Court Opinion

ID: 821064
Source: CourtListenerOpinion
Date Created: 2013-02-21 21:22:29.279846+00
Date Added: 2024-06-11T09:03:10.840211
License: Public Domain

FILED
                           NOT FOR PUBLICATION                              FEB 21 2013

                                                                        MOLLY C. DWYER, CLERK
                    UNITED STATES COURT OF APPEALS                       U .S. C O U R T OF APPE ALS

                            FOR THE NINTH CIRCUIT

UNITED STATES OF AMERICA,                        No. 11-50175

              Plaintiff - Appellee,              D.C. No. 3:09-cr-02959-WQH-2

  v.
                                                 MEMORANDUM *
GUADALUPE RAMOS, AKA Guadalupe
Ramos-Campos,

              Defendant - Appellant.

                    Appeal from the United States District Court
                      for the Southern District of California
                    William Q. Hayes, District Judge, Presiding

                     Argued and Submitted February 11, 2013
                              Pasadena, California

Before: BERZON and WATFORD, Circuit Judges, and CARR, Senior District
Judge.**

       The jury instruction given on the 18 U.S.C. § 111 assault charges specified

three acts for which Ramos could be found guilty: (1) intentionally striking

        *
             This disposition is not appropriate for publication and is not precedent
except as provided by 9th Cir. R. 36-3.
       **
            The Honorable James G. Carr, Senior United States District Judge for
the Northern District of Ohio, sitting by designation.
another; (2) willfully attempting to inflict injury on another; or (3) making a threat

coupled with an apparent ability to inflict injury on another which causes a

reasonable apprehension of immediate bodily harm. The instruction specified a

mens rea for the first two acts (“intentionally” and “willfully”). But the instruction

erroneously omitted the mens rea necessary for the third. That part of the

instruction should have stated, as our recently updated model instruction now does,

that, to be guilty of forcible assault, a defendant must “intentionally” make a threat.

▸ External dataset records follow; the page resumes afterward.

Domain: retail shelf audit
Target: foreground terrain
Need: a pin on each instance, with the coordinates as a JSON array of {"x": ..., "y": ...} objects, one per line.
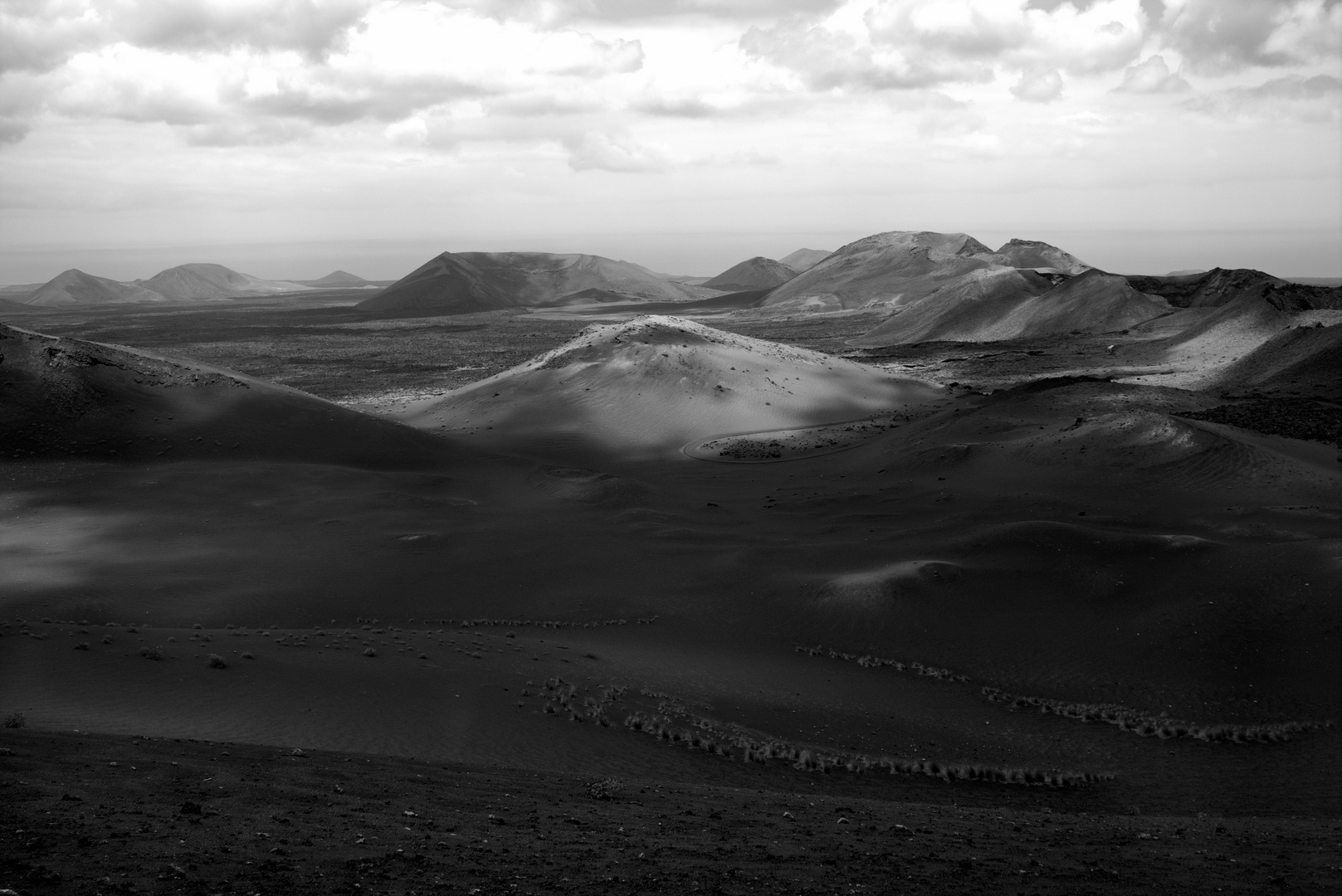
[
  {"x": 106, "y": 815},
  {"x": 1066, "y": 578}
]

See United States v. Acosta-Sierra, 690 F.3d 1111, 1118 n.3 (9th Cir. 2012); 9th

Cir. Model Crim. Jury Instr. 8.4 (2012).

      We cannot say this omission was harmless here, given the note the jury sent

during deliberations. The jury note asked: “For a forcible assault, must the threat

made by a person be an intentional threat? Or is a perceived threat enough?” The

court did not answer the question directly but instead referred the jury back to the

instructions already given. The jury could thus have convicted Ramos for placing

the officers in apprehension of bodily harm without finding that Ramos did so

intentionally.

      We reverse Ramos’s judgment of conviction with respect to count 8. In

light of that holding, we do not reach Ramos’s sentencing argument.

      REVERSED and REMANDED.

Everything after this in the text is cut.